The researchers found a 20-fold reduction in a compound called methyl thiocyanate, an attractant, when the carcasses were prepared by beetle parents-to-be. They also found that these carcasses emitted an increased amount of dimethyl tri-sulfide (DMTS), a deterrent. In all, the burying beetle-prepared carrion not only emitted less of the attractant, but emitted more of the deterrent, leading the researchers to conclude the beetles are actively deceiving their counterpart undertakers.
“We used to think the beetles were sterilizing the mouse with their preparation process, but that is not what they’re doing at all, they’re completely changing the microbial community, and therefore the odors that are released. They are changing, and in a sense controlling, the more aggressive microbes,” says Trumbo. “The beetles are able to fool their rivals by manipulating the odor profile so they do not recognize the carcass. They put out information to misdirect rival individuals.”
Burying beetles are resource specialists, meaning they need to have the right conditions to carry out their life cycle – so without the flexibility to choose different conditions, Trumbo says they engage in an active disinformation campaign to mislead rival carrion feeders. By ensuring they have the carcass all to themselves, the parents are better able to provide their young with enough food and safety from other insects who may want to eat their young, and therefore increase the likelihood their brood will make it to adulthood.
“We are finding all these elaborate details about our gut microbes and co-adaptation with gut microbes and specializations. Anytime you have a resource specialist, like the burying beetle, they are going to encounter a similar microbial community every time they find their resource, then they might have some really complex adaptations as well,” says Trumbo.
Further work is needed to discern which microbes are recruited or controlled in the preparation process, but the results show that preparation alters the microbial-derived cues to mask the information from other beetles.

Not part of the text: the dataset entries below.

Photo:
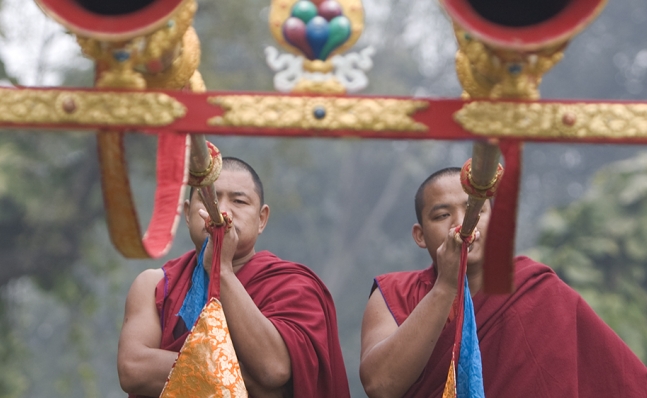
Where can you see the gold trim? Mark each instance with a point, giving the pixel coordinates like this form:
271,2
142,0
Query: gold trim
82,107
554,120
379,114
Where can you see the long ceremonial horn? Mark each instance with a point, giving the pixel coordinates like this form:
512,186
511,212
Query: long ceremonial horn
505,47
140,44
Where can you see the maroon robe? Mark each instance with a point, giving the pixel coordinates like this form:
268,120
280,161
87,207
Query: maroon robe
292,297
541,341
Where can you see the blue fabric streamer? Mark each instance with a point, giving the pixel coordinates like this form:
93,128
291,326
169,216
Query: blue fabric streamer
196,297
469,377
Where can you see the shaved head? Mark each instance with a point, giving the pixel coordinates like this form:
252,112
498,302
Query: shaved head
420,197
234,164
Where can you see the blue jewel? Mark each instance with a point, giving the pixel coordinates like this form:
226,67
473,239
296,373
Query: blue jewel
319,112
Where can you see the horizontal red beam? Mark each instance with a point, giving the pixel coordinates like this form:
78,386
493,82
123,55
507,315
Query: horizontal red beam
280,115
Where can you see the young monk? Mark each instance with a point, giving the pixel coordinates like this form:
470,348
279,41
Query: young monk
280,316
541,341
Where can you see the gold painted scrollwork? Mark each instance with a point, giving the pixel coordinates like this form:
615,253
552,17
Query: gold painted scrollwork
324,113
549,120
113,109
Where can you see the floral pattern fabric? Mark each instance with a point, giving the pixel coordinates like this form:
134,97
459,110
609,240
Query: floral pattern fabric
207,365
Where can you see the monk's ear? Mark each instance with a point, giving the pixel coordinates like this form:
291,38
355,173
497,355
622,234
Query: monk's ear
418,236
264,216
187,207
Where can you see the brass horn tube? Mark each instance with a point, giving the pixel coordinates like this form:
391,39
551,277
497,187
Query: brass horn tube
485,160
199,161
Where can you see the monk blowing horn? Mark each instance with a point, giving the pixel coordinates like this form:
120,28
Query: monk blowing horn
505,47
144,44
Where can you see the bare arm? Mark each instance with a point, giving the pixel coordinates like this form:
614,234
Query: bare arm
142,366
392,357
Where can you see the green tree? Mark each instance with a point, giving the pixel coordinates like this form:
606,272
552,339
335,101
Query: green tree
598,246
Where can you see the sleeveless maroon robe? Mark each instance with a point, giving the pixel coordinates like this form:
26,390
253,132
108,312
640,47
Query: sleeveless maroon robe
293,298
541,341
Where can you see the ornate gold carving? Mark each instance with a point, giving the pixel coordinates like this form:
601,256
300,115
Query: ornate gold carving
165,58
486,72
182,68
545,120
82,107
326,113
280,10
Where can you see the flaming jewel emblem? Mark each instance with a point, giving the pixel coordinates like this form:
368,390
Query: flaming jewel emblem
316,32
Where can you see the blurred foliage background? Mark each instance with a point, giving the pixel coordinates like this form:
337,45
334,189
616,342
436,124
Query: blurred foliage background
342,207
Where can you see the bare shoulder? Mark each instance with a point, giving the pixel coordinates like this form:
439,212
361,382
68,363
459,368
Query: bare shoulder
143,287
149,277
378,322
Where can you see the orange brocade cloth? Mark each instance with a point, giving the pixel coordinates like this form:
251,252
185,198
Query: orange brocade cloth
542,341
292,297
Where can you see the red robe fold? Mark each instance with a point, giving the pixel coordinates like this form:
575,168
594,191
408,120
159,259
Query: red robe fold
541,341
293,298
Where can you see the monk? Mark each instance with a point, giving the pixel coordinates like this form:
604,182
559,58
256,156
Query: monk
543,340
281,317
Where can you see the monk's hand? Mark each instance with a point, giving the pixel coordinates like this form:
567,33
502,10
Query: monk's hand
229,245
448,257
207,260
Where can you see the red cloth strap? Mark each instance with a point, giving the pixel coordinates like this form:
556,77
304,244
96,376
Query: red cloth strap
498,267
121,213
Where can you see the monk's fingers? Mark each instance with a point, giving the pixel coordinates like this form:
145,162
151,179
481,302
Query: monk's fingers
203,214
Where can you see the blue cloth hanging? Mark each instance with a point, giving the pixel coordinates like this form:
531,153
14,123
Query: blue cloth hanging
469,377
196,297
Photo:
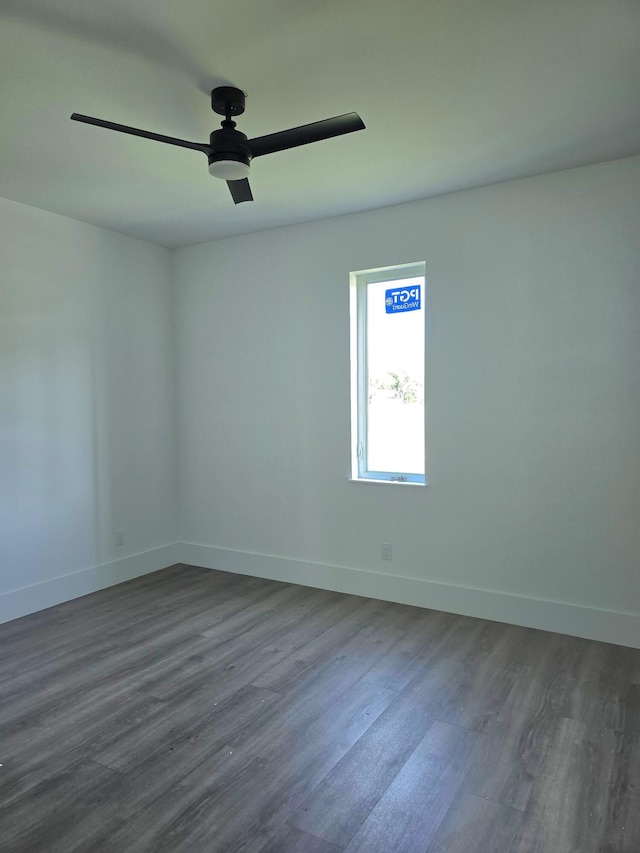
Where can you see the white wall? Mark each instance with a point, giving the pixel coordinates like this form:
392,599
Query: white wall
87,408
533,404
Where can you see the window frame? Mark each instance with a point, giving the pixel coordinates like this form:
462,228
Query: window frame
358,284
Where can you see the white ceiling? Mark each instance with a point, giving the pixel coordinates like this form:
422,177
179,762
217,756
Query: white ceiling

Trumbo and his colleagues are now looking at cues in different species of burying beetles, and he says they have been approached by another research team hoping to help conserve the endangered species of American burying beetle, where conservationists may be able to use the chemical cues Trumbo’s team found for conservation efforts.
“We know microbes are producing volatile chemicals that signal all sorts of things,” says Trumbo. “These microbial volatiles are all over the place, but we do not know much about how animals manipulate them. This is an interesting case of deception in the animal world.”
Collaborators include Paula Philbrick of UConn and Sandra Steiger and Johannes Stökl of The University of Bayreuth. The research was supported by The University of Connecticut Research Foundation and by the German Research Foundation.